RFR: JDK-8203172: Primitive heap access for interpreter BarrierSetAssembler/aarch64

Erik Österlund erik.osterlund at oracle.com
Mon Jun 4 20:16:05 UTC 2018


Hi Roman,

On 2018-06-04 21:42, Roman Kennke wrote:
> Am 04.06.2018 um 18:43 schrieb Erik Österlund:
>> Hi Roman,
>>
>> On 2018-06-04 17:24, Roman Kennke wrote:
>>> Ok, right. Very good catch!
>>>
>>> This should do it, right? Sorry, I couldn't easily make an incremental
>>> diff:
>>>
>>> http://cr.openjdk.java.net/~rkennke/JDK-8203172/webrev.01/
>> Unfortunately, I think there is one more problem for you.
>> The signal handler is supposed to catch SIGSEGV caused by speculative
>> loads shot from the fantastic jni fast get field code. But it currently
>> expects an exact PC match:
>>
>> address JNI_FastGetField::find_slowcase_pc(address pc) {
>>    for (int i=0; i<count; i++) {
>>      if (speculative_load_pclist[i] == pc) {
>>        return slowcase_entry_pclist[i];
>>      }
>>    }
>>    return (address)-1;
>> }
>>
>> This means that the way this is written now, speculative_load_pclist
>> registers the __ pc() right before the access_load_at call. This puts
>> constraints on whatever is done inside of access_load_at to only
>> speculatively load on the first assembled instruction.
>>
>> If you imagine a scenario where you have a GC with Brooks pointers that
>> also uncommits memory (like Shenandoah I presume), then I imagine you
>> would need something more here. If you start with a forwarding pointer
>> load, then that can trap (which is probably caught by the exact PC
>> match). But then there will be a subsequent load of the value in the
>> to-space object, which will not be protected. But this is also loaded
>> speculatively (as the subsequent safepoint counter check could
>> invalidate the result), and could therefore crash the VM unless
>> protected, as the signal handler code fails to recognize this is a
>> speculative load from jni fast get field.
>>
>> I imagine the solution to this would be to let speculative_load_pclist
>> specify a range for fuzzy SIGSEGV matching in the signal handler, rather
>> than an exact PC (i.e. speculative_load_pclist_start and
>> speculative_load_pclist_end). That would give you enough freedom to use
>> Brooks pointers in there. Sometimes I wonder if the lengths we go to
>> maintain jni fast get field is *really* worth it.
> I are probably right in general. But I also think we are fine with
> Shenandoah. Both the fwd ptr load and the field load are constructed
> with the same base operand. If the oop is NULL (or invalid memory) it
> will blow up on fwdptr load just the same as it would blow up on field
> load. We maintain an invariant that the fwd ptr of a valid oop results
> in a valid (and equivalent) oop. I therefore think we are fine for now.
> Should a GC ever need anything else here, I'd worry about it then. Until
> this happens, let's just hope to never need to touch this code again ;-)

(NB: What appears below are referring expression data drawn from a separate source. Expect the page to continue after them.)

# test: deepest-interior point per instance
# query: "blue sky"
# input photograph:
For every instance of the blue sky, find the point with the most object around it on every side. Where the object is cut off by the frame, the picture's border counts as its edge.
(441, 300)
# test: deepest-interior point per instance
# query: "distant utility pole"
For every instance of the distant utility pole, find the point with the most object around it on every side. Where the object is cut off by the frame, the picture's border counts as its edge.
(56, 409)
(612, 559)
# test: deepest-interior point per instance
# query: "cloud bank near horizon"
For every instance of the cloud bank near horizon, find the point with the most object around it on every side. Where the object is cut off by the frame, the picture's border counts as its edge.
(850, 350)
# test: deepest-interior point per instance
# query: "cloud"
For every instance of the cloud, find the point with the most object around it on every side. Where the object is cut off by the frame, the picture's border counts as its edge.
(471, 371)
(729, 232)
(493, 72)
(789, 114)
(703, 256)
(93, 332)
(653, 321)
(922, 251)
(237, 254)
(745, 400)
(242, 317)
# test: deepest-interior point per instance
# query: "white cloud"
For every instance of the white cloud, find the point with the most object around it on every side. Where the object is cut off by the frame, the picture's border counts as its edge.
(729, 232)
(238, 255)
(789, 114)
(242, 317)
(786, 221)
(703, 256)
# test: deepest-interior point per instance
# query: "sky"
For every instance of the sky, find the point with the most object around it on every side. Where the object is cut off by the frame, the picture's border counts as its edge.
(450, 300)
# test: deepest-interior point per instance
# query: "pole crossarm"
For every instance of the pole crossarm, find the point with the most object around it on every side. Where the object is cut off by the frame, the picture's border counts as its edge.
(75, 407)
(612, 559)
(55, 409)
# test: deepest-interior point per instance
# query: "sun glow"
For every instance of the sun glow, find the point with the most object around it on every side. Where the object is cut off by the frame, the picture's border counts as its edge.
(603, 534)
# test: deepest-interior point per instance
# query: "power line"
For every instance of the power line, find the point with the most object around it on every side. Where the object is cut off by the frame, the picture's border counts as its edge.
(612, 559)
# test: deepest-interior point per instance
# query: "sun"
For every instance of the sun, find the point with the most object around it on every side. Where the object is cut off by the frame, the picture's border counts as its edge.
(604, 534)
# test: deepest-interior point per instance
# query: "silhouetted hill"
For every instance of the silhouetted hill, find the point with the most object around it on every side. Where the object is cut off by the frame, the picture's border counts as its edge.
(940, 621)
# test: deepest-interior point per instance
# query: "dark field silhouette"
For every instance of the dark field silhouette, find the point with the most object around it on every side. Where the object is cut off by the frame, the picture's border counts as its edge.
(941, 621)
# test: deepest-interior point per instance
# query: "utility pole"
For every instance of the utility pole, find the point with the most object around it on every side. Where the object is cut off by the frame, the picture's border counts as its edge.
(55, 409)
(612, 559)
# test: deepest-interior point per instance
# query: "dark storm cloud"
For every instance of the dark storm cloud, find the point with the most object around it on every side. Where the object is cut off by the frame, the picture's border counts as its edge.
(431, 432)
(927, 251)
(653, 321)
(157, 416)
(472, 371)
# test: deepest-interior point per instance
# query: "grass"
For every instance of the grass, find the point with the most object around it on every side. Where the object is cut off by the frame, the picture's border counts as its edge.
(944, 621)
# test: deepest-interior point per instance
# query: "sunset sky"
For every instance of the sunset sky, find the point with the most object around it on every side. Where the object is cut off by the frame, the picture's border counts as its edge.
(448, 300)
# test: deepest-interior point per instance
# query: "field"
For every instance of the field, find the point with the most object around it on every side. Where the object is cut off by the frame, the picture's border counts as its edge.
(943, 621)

No I'm afraid that is not safe. After loading the forwarding pointer, 
the thread could be preempted, then any number of GC cycles could pass, 
which means that the address that the at some point read forwarding 
pointer points to, could be uncommitted memory. In fact it is unsafe 
even without uncommitted memory. Because after resolving the jobject to 
some address in the heap, the thread could get preempted, and any number 
of GC cycles could pass, causing the forwarding pointer to be read from 
some address in the heap that no longer is the forwarding pointer of an 
object, but rather a random integer. This causes the second load to blow 
up, even without uncommitting memory.

Here is an attempt at showing different things that can go wrong:

obj = *jobject
// preempted for N GC cycles, meaning obj might 1) be a valid pointer to 
an object, or 2) be a random pointer inside of the heap or outside of 
the heap

forward_pointer = *obj // may 1) crash with SIGSEGV, 2) read a random 
pointer, no longer representing the forwarding pointer, or 3) read a 
consistent forwarding pointer

// preempted for N GC cycles, causing forward_pointer to point at pretty 
much anything

result = *(forward_pointer + offset) // may 1) read a valid primitive 
value, if previous two loads were not messed up, or 2) read some random 
value that no longer corresponds to the object field, or 3) crash 
because either the forwarding pointer did point at something valid that 
subsequently got relocated and uncommitted before the load hits, or 
because the forwarding pointer never pointed to anything valid in the 
first place, because the forwarding pointer load read a random pointer 
due to the object relocating after the jobject was resolved.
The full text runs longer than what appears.